What’s the best you can do?
Guess the average. For every single house, you predict the mean price of all ten. It’s a lazy, dumb prediction — but it’s the best you can do without information. Some houses you’ll overshoot, some you’ll undershoot, and the total squared error you rack up is exactly the variance of your dataset.
That number — the squared error you get from blindly predicting the mean — is your floor. It’s what life looks like with zero intelligence.
Now you build a real model. It looks at features. It learns weights. It produces a new MSE. And the only question worth asking is:
How much better is my model than the lazy version that just guesses the average?
That’s R-squared. That’s the whole thing.
R² = 1 − (model's MSE / variance of the data)
\_______________/
"what fraction of the dumb baseline error
did the model manage to get rid of?"
If the model cuts the lazy baseline error by 70%, R² = 0.7. If it cuts it by 36%, R² = 0.36. If it does no better than the mean, R² = 0. If it’s worse than the mean (yes, this happens), R² goes negative.
The Circle Analogy
Here’s the picture I find easiest to hold in my head.
N
*
|
|
W *-------+-------* E ← four houses on a circle of radius r
| around the true center (the mean)
|
*
S
Imagine four houses sitting at the four cardinal points of a circle, radius r, centered on the average price. If your “model” is just predict the mean for everyone, then every house is r away from your prediction. Each squared error is r², and the total error across the four houses is 4r². That is your total variance. That is the floor.
Now a real model shows up. For each house, it predicts a point on a smaller, concentric circle of radius r/2 — closer to each true house than the center was. Each squared error is now (r/2)² = r²/4. Across four houses, the total is r².
Plug it in:
R² = 1 − (r² / 4r²) = 1 − 0.25 = 0.75
Your model explains 75% of the spread. Meaning: of the original 4r² of “wrongness” you’d have eaten by guessing the mean, the model has eliminated three-quarters of it. The remaining quarter is what the model still can’t account for.
Suddenly “explained variance” stops sounding like jargon and starts sounding like what it actually is: how much of the original mess did we manage to clean up?

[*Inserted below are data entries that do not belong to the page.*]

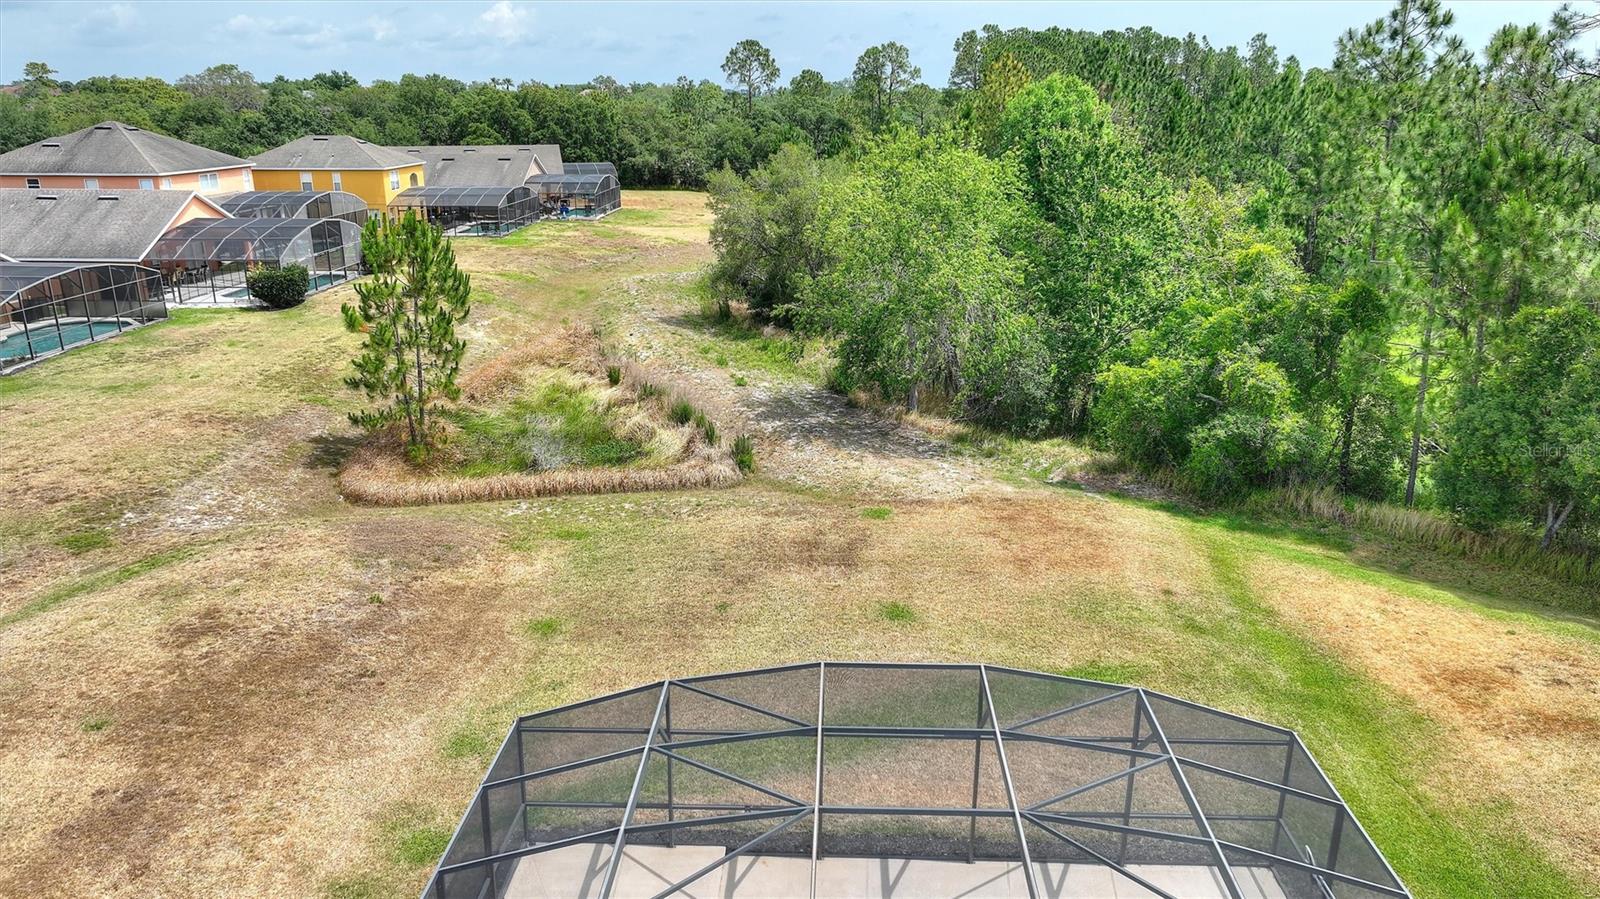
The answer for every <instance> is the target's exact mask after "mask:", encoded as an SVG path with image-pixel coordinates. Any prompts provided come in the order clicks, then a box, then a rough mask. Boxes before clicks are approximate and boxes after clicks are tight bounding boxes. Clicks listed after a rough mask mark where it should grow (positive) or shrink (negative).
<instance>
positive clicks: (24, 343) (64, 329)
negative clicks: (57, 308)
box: [0, 322, 117, 362]
mask: <svg viewBox="0 0 1600 899" xmlns="http://www.w3.org/2000/svg"><path fill="white" fill-rule="evenodd" d="M115 333H117V323H115V322H74V323H70V325H62V326H61V330H59V331H56V328H54V326H53V325H50V323H48V322H38V323H35V325H34V326H32V330H30V331H29V333H27V336H22V334H19V333H18V334H10V336H6V338H0V360H3V362H11V360H19V358H29V357H30V355H45V354H53V352H56V350H59V349H62V347H70V346H72V344H80V342H83V341H88V339H90V338H91V336H93V338H102V336H106V334H115ZM30 342H32V346H34V352H32V354H30V352H29V344H30Z"/></svg>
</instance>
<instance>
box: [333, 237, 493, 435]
mask: <svg viewBox="0 0 1600 899" xmlns="http://www.w3.org/2000/svg"><path fill="white" fill-rule="evenodd" d="M362 253H363V254H365V258H366V264H368V266H370V267H371V270H373V278H371V280H370V282H366V283H360V285H355V294H357V296H358V298H360V301H358V302H357V304H355V306H350V304H344V307H342V310H344V326H346V328H347V330H349V331H354V333H360V334H365V339H363V341H362V350H360V354H358V355H357V357H355V360H354V366H355V374H352V376H349V378H346V379H344V382H346V386H347V387H350V389H352V390H363V392H365V394H366V397H368V398H370V400H376V402H378V403H379V405H378V406H374V408H370V410H363V411H358V413H350V421H352V422H355V424H358V426H362V427H366V429H370V430H376V429H381V427H387V426H390V424H394V422H398V421H402V419H403V421H405V424H406V450H408V453H411V454H413V457H421V456H426V454H427V451H429V448H430V446H432V430H430V429H429V421H427V413H429V408H432V406H434V405H437V402H438V400H440V398H448V400H454V398H458V397H461V389H459V387H458V386H456V374H458V373H459V371H461V357H462V355H464V354H466V350H467V344H466V341H462V339H459V338H458V336H456V323H458V322H464V320H466V318H467V314H469V310H470V307H469V296H470V293H472V283H470V278H469V277H467V275H466V274H464V272H462V270H461V269H458V267H456V251H454V248H451V245H450V240H446V238H445V235H443V234H442V232H440V230H438V229H437V227H434V226H432V224H429V222H427V221H422V219H419V218H418V216H416V213H406V214H405V218H403V219H398V221H395V219H389V218H381V219H371V221H368V222H366V227H365V229H363V232H362Z"/></svg>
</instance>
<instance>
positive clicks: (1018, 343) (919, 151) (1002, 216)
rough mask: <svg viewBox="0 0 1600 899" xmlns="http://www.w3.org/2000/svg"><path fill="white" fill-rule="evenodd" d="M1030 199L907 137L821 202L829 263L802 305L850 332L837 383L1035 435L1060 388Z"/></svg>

Or how much closer is our estimate to the real values compared to just using mean for each estimate.
A Detail Worth Noticing
Here’s a fun follow-up. What if the model’s predictions sit on a circle of radius 1.5r — bigger than the original spread, on the opposite side of each true house?

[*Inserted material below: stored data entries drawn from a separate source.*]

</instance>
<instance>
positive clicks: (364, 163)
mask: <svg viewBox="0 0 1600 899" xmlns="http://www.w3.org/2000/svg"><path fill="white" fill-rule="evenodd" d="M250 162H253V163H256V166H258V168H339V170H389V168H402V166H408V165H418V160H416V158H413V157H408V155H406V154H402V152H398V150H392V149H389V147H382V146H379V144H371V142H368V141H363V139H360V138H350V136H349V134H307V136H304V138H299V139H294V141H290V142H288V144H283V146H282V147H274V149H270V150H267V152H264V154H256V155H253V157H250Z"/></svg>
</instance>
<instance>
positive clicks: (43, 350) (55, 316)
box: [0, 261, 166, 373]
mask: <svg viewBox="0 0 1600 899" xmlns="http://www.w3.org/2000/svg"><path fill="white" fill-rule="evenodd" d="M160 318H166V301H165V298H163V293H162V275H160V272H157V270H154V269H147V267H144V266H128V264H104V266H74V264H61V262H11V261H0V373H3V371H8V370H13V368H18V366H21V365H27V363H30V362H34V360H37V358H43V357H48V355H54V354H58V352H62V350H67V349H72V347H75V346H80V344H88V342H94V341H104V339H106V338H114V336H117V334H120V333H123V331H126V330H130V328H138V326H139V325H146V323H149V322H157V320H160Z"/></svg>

Each squared error is still (0.5r)² = r²/4. Total is still r². R² is still 0.75.
R-squared doesn’t care which side of the truth your prediction sits on, or whether your prediction is bigger or smaller than the actual value. It only cares about the size of the gap. Two very different-looking models can have identical R² scores. Worth remembering before you celebrate one.
So How Do MSE and R² Actually Relate?
They’re not competing metrics. They’re answering two different questions about the same numbers.
| Metric | Question it answers |
|---|---|
| MSE | On average, how far off are my predictions, in the units of the thing I’m predicting? |
| R² | Compared to the dumbest possible prediction (the mean), what fraction of the error did I get rid of? |
MSE is the raw measurement. R² is MSE graded on a curve — the curve being the worst you’d do without any model at all. One is absolute, the other is relative. You usually want both: MSE tells you what your error looks like in dollars or degrees or grams; R² tells you whether the model is actually pulling its weight.
The One-Liner
R² is just asking: how much better is your model than guessing the average?
That’s it. Not “proportion of variance explained.” Not a ratio of sum-of-squares. Just: did the model beat the laziest possible baseline, and by how much?
Once that clicks, the formula is no longer something you memorize. It’s something you can re-derive on the back of a napkin.
P.S. – We bring MSE back to real world as RMSE, by doing a square root, we can also bring R squared back to real world with the same formula – it becomes “r” -> Pearson Correlation Coefficient.